Did you immediately understand this? You would have understood it quicker if the US Air Force Colonel had written: ‘The bomb is powerful enough to kill people.’
And why did a hospital say that a patient had ‘failed to fulfil his wellness potential’?
If saying he had ‘died’ was too blunt, then ‘passed away’ would have been softer, dignified and perfectly sufficient to convey the message.
These are extreme examples of obfuscation, well described by Wikipedia as: ‘making communication confusing and harder to interpret’.
In PR we are in the business of communicating about and managing the reputation of organisations, so many of us perhaps pay greater attention to the way a message is communicated. Even so, for everyone, in business and in our personal lives, the essential objective of all communication is that the audience understands fully, without any difficulty, exactly what we want them to understand from a message.
So why do so many people reduce the effectiveness of their communications by creating problems for their audience. By
– using long-winded phrases, even not as excessively as the Air Force Colonel – using unexplained corporate jargon, unexplained acronyms, or ‘business speak’ that are used in the ‘real’ world – ‘ open the kimono’ is a new one I discovered recently! Readers should not have to search online dictionaries
– using the passive tense frequently – eg ‘This is to be done by Chris’ – ‘Chris will do this’ is far better
– unnecessary use of abstract nouns eg ‘He abolished slavery’ rather than ‘ he was responsible for the abolition of slavery’
Having to write or edit to tight word counts for social media content such as Twitter or for press specifications encourages tight clear writing. It is also interesting that it is not easy to find examples of these ‘faults’ in the news pages of the national press.

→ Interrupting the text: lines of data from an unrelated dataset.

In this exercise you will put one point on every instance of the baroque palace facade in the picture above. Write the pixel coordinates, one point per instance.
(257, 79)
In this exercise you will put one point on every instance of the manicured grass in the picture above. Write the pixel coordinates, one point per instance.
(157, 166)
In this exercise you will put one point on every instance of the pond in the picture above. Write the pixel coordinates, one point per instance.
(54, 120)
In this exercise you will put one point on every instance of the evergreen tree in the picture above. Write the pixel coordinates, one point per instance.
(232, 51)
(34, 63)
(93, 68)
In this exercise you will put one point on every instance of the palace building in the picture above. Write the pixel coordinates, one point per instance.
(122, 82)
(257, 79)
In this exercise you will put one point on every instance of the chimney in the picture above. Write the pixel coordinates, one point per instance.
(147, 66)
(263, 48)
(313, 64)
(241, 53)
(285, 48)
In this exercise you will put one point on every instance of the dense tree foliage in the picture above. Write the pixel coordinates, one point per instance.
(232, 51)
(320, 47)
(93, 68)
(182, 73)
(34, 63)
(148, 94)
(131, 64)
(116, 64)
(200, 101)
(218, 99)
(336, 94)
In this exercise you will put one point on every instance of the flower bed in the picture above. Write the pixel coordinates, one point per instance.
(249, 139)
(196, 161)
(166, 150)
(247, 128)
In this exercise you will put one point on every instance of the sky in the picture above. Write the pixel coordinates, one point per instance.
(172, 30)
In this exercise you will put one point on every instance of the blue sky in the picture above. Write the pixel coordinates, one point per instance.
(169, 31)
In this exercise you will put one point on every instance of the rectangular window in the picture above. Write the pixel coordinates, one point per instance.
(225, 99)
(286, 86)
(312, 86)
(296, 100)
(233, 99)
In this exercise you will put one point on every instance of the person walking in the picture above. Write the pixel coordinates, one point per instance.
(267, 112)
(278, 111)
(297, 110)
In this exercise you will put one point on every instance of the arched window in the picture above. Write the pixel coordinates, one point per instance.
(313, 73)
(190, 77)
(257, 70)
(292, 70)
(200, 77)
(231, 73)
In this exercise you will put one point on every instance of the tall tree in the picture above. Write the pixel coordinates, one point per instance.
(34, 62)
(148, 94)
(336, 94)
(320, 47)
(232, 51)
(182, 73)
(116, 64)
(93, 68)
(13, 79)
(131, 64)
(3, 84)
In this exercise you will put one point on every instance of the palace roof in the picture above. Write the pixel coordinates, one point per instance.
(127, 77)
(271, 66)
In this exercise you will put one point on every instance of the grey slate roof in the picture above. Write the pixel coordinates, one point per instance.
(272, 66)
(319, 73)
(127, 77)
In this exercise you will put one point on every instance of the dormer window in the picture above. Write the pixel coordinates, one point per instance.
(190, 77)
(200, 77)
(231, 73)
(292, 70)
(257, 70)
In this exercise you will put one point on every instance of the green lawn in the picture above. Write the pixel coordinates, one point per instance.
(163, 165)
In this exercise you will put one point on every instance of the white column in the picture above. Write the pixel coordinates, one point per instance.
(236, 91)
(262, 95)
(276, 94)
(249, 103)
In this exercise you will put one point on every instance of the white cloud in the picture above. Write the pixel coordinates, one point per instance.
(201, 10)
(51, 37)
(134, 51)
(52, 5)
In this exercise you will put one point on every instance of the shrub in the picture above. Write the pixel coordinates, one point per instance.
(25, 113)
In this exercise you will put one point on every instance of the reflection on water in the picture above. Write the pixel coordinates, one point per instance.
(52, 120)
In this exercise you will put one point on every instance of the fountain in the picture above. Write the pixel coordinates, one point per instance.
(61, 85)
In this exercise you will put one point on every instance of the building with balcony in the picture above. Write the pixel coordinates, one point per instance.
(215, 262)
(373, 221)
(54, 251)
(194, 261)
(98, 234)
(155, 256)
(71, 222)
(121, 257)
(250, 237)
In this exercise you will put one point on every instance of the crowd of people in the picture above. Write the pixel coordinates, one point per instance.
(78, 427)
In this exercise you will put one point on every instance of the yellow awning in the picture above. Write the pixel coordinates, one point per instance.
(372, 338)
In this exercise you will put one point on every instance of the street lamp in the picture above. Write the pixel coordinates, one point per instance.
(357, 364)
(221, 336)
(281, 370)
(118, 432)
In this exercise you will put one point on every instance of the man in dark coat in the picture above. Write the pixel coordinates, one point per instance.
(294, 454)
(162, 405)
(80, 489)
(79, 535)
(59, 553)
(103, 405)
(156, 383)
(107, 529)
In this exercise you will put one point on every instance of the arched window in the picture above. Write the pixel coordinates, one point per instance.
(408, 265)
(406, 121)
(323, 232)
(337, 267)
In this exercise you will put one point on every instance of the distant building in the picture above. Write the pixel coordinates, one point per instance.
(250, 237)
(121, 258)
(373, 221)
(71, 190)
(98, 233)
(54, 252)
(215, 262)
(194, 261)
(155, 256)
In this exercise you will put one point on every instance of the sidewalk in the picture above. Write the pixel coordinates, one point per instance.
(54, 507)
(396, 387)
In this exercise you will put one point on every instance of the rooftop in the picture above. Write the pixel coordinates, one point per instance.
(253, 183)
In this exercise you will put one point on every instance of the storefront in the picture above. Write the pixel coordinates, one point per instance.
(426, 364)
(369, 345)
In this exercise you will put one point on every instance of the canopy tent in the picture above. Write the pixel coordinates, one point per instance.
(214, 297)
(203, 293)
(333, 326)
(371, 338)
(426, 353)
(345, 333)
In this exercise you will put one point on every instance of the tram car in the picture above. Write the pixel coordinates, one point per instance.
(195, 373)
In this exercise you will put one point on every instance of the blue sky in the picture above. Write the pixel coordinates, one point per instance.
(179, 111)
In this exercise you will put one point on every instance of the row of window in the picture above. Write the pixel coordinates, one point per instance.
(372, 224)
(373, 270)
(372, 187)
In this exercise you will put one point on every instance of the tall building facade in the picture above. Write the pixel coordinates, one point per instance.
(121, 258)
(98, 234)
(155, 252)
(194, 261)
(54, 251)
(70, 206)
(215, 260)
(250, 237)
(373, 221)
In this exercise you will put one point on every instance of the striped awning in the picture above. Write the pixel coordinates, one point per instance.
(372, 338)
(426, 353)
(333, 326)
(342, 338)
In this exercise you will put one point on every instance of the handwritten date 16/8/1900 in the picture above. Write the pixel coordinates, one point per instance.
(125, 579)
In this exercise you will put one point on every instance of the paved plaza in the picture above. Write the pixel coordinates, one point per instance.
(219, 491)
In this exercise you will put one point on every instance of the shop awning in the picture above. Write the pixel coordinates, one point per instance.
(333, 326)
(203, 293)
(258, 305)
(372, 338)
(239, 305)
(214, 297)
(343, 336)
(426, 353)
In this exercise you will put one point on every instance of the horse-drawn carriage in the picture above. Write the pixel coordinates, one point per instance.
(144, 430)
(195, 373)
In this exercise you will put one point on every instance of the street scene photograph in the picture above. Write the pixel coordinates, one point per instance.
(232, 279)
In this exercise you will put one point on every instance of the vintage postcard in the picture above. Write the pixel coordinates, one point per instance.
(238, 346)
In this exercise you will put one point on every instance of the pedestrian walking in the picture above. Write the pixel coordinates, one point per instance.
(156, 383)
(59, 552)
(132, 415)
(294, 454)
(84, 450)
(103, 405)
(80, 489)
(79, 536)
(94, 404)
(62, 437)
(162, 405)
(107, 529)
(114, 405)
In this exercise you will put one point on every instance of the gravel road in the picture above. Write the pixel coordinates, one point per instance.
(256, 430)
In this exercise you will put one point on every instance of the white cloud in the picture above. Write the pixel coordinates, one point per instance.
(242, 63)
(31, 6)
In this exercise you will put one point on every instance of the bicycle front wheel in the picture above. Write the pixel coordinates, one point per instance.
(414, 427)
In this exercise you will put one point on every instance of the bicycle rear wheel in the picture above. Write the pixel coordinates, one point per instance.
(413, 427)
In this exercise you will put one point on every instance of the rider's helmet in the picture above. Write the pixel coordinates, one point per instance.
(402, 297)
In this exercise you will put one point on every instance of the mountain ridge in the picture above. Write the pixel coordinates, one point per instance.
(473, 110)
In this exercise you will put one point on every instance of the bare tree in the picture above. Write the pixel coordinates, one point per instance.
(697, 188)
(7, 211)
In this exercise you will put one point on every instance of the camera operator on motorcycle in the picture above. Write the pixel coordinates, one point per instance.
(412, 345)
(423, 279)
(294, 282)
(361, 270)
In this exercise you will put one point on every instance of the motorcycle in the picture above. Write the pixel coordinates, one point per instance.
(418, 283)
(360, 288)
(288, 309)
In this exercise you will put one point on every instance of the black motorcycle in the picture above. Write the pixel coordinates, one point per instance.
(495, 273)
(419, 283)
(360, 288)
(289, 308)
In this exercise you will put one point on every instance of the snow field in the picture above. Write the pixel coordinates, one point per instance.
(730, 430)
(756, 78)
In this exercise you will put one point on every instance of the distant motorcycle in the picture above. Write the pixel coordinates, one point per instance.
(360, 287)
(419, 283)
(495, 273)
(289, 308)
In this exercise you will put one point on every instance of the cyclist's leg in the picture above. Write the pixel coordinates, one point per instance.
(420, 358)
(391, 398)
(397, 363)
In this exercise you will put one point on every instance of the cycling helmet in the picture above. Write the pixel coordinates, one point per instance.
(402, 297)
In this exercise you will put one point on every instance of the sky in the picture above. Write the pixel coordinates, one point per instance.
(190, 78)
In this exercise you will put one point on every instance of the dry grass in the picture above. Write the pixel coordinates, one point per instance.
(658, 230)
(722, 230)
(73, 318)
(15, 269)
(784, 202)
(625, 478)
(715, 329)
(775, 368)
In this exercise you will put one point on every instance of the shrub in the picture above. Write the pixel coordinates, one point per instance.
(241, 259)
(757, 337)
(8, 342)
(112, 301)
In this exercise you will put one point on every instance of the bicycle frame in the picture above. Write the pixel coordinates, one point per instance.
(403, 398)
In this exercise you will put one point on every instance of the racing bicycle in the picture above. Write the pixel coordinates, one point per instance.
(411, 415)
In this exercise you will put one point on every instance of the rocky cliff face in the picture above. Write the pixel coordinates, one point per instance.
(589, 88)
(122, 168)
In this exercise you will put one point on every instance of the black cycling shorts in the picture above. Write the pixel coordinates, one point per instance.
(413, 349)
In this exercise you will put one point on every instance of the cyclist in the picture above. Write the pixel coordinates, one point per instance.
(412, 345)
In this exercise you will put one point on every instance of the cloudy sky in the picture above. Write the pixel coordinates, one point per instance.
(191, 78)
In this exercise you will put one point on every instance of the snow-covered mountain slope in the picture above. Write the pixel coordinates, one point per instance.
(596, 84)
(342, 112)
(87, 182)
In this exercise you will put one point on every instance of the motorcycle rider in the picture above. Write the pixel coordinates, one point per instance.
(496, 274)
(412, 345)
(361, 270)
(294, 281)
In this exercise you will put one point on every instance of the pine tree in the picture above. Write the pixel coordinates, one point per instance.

Yes, there are times when direct phrases such as ‘he died’ are too simplistic and lack style. But generally this is a world where attention-spans and time available to read are in decline –that means the easier and shorter the better.
So if a reader does not understand instantly or thinks: ‘why is the writer using such complex, strange, even pretentious words’ it is the writer’s fault and the writer has, in some part ‘not exactly hit the epicentre of the objective.’ – in other words – failed!
It‘s not just in consumer PR or business PR, or in social media. Whether you are communicating with your potential clients, shareholders or even your partner, why not say what you mean! – Keep It Simple and Straightforward.